Первые упоминания о празднике Мимуна, который представители восточных общин отмечают сразу после окончания Песаха, относятся к XVIII веку. Происхождение праздника неясно: согласно благочестивым версиям, он был установлен в память Рамбама или его отца Маймона (известия о смерти которых якобы дошли до Марокко и других восточных общин как раз на исходе Песаха). Ученые предлагают куда менее кошерное объяснение: праздничная трапеза — не что иное, как жертвоприношение царю бесов пустыни Мамуну (по другой версии — его жене).
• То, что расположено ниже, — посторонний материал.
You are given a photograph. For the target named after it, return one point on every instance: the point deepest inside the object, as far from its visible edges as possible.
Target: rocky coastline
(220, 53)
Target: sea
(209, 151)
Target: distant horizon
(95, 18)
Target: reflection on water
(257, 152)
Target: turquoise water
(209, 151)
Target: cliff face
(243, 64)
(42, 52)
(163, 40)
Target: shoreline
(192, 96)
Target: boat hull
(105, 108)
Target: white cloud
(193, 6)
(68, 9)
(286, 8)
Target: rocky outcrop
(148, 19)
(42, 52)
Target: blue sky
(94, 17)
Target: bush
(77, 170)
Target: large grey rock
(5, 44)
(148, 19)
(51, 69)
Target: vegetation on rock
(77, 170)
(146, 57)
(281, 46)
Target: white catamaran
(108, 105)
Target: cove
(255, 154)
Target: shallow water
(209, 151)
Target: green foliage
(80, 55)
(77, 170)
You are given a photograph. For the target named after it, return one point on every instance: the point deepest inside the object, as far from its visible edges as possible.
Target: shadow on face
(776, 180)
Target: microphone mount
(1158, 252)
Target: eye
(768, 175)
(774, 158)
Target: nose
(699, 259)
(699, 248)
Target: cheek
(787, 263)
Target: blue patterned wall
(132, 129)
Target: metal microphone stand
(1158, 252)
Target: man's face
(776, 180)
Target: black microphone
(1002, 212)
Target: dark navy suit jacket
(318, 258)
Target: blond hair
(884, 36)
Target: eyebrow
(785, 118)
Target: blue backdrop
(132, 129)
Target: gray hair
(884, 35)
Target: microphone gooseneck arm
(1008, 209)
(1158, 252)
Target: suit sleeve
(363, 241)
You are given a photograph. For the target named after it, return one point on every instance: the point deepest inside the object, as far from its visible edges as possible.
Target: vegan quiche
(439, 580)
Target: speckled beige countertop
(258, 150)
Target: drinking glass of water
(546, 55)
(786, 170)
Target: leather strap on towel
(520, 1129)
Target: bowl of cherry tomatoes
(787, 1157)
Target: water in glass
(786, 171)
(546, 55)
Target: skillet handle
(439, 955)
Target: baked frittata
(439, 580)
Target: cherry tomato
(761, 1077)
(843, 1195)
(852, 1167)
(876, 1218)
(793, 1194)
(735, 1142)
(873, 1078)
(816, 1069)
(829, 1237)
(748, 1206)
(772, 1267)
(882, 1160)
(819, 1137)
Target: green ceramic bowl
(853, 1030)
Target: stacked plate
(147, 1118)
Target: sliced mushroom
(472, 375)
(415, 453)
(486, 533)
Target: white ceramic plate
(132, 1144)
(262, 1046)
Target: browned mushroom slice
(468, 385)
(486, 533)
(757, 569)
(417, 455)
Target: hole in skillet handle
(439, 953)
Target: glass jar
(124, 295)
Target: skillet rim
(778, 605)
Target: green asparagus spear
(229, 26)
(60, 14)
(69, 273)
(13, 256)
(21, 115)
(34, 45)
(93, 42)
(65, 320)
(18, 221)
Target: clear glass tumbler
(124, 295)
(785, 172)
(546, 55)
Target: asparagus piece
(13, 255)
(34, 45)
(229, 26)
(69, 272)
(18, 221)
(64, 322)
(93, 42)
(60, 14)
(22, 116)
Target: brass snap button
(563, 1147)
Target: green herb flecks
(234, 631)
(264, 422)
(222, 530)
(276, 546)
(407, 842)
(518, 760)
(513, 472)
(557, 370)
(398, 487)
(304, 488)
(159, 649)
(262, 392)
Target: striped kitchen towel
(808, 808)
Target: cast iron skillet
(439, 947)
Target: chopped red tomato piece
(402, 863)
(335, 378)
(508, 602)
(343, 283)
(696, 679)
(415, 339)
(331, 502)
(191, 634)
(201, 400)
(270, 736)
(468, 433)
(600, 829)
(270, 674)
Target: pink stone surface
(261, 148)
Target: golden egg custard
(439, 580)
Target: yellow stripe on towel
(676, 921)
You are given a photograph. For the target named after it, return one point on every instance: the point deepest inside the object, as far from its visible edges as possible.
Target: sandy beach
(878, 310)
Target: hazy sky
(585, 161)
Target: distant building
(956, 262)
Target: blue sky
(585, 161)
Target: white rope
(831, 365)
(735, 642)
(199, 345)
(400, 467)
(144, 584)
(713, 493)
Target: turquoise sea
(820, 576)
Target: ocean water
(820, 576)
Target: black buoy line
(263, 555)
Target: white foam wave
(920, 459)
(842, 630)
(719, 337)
Еще одно объяснение: во время Исхода из Египта не было у евреев времени проверить и пересчитать золотые и серебряные вещи и одежды, которые они взяли у египтян. И только после праздника появилось у них время этим заняться. Поэтому традиционное поздравление с праздником звучит: «Будь успешен во всех твоих делах и получай прибыль от всего, что имеешь в своих руках».
В своем исследовании д-р Рахель Шараби, старший преподаватель кафедры социологии Академического колледжа в Ашкелоне и в межфакультетском центре общественных наук университета Бар-Илан, анализирует упомянутые выше и другие версии происхождения праздника. Однако свою книгу она начинает пятидесятыми годами XX века, когда восточные евреи массово переселялись в Израиль. По словам Шараби, подтвержденными многочисленными свидетельствами, страна встретила их не слишком приветливо. Сефардов считали дикарями, поэтому селили в основном на периферии, а их культуру подавляли, стремясь как можно быстрее превратить их в «настоящих израильтян».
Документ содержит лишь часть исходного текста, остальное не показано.